Lezen: Matthéüs 27:45-66
Vers voor vandaag: “Mijn God, mijn God, waarom hebt Gij Mij verlaten?” (Matthéüs 27:46b)
Vrijdag – De dood
Jezus werd verraden door een vriend. Het handjevol volgelingen dat nog over was liet Hem in de steek. Als een rover werd Hij gevangen genomen. Als een bandiet werd Hij voorgeleid. De mensen lachten Hem uit. Hij werd bespuwd. Iemand sloeg Hem in het gezicht. Een nacht lang werd Hij meegezeuld van de ene ‘rechter’ naar de andere. Uiteindelijk werd Hij veroordeeld in een proces dat ronduit een aanfluiting genoemd kan worden.
Hij werd vastgebonden aan een paal. Weerloos stond Hij tussen Zijn beulen. Hij werd geslagen met leren riempjes waarin stukjes ijzer verwerkt waren. Het bloed stroomde over Zijn lichaam. Toen werd een kroon van doornen op Zijn hoofd geduwd. Een purperen mantel werd over Zijn schouders gehangen. Iemand gaf Hem een stok in Zijn handen. “Wees gegroet, Gij koning der Joden!” (Matthéüs 27:29b)
Daarna moest Jezus Zijn eigen kruis dragen. Een kruis dat zo zwaar was dat Hij eronder bezweek. Op Golgotha trokken zij Hem Zijn kleren uit. Naakt en bebloed en kapot stond Hij zo tussen Zijn schepping. Hardhandig legden zij Hem op het kruis. Lange spijkers werden door Zijn handen en voeten geslagen. Ongetwijfeld heeft Jezus het uitgeschreeuwd van de pijn. Daarna werd het kruis overeind getrokken. Hij moest hangen aan Zijn eigen wonden. Onder verschrikkelijke pijnen.
Zo heeft Jezus daar gehangen tussen mensen die Hem uitlachten en bespotten. Ze riepen: “Red Uzelf, indien Gij Gods Zoon zijt, en kom af van dat kruis!” (Matthéüs 27:40b) Met één woord had Jezus dat kruis en de hele schepping omver kunnen gooien. Maar Hij deed het niet. Hij zei: “Vader, vergeef het hun, want zij weten niet wat zij doen.” (Lucas 23:34a)

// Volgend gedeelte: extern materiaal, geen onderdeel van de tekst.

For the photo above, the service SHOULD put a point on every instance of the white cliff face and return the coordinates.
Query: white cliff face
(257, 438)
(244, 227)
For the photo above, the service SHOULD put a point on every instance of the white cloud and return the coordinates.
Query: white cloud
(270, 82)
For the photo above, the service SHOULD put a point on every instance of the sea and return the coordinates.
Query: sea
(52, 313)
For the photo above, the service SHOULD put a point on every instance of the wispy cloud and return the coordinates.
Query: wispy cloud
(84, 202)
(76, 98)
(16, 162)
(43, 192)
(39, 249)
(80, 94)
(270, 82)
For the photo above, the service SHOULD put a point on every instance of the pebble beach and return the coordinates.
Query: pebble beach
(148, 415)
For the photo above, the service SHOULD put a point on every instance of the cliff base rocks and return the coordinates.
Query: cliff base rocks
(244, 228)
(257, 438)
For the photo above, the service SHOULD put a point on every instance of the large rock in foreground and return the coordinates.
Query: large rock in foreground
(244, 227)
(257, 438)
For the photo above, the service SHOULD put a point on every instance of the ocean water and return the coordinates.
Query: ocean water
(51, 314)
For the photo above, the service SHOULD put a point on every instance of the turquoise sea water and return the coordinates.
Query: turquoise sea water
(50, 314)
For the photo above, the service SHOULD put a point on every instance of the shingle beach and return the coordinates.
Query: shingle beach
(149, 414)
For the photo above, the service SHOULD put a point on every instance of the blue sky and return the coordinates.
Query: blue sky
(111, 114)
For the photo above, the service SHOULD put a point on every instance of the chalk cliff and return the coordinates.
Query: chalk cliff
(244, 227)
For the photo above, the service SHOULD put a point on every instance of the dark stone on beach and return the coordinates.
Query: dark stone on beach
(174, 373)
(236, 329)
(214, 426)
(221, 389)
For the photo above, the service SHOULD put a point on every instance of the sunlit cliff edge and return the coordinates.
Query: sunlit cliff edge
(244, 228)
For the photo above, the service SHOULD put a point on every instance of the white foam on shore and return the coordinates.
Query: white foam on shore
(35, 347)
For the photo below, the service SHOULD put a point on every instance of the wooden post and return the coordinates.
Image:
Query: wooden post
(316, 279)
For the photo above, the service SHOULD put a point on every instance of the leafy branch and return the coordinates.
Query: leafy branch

Jezus Christus, de Schepper van hemel en aarde, was “als een lam dat ter slachting geleid wordt, en als een schaap dat stom is voor zijn scheerders. Hij was veracht en van mensen verlaten. Om onze overtredingen werd Hij doorboord, om onze ongerechtigheden verbrijzeld; de straf die ons de vrede aanbrengt, was op Hem, en door zijn striemen is ons genezing geworden.” (Jesaja 53:7,3a,5)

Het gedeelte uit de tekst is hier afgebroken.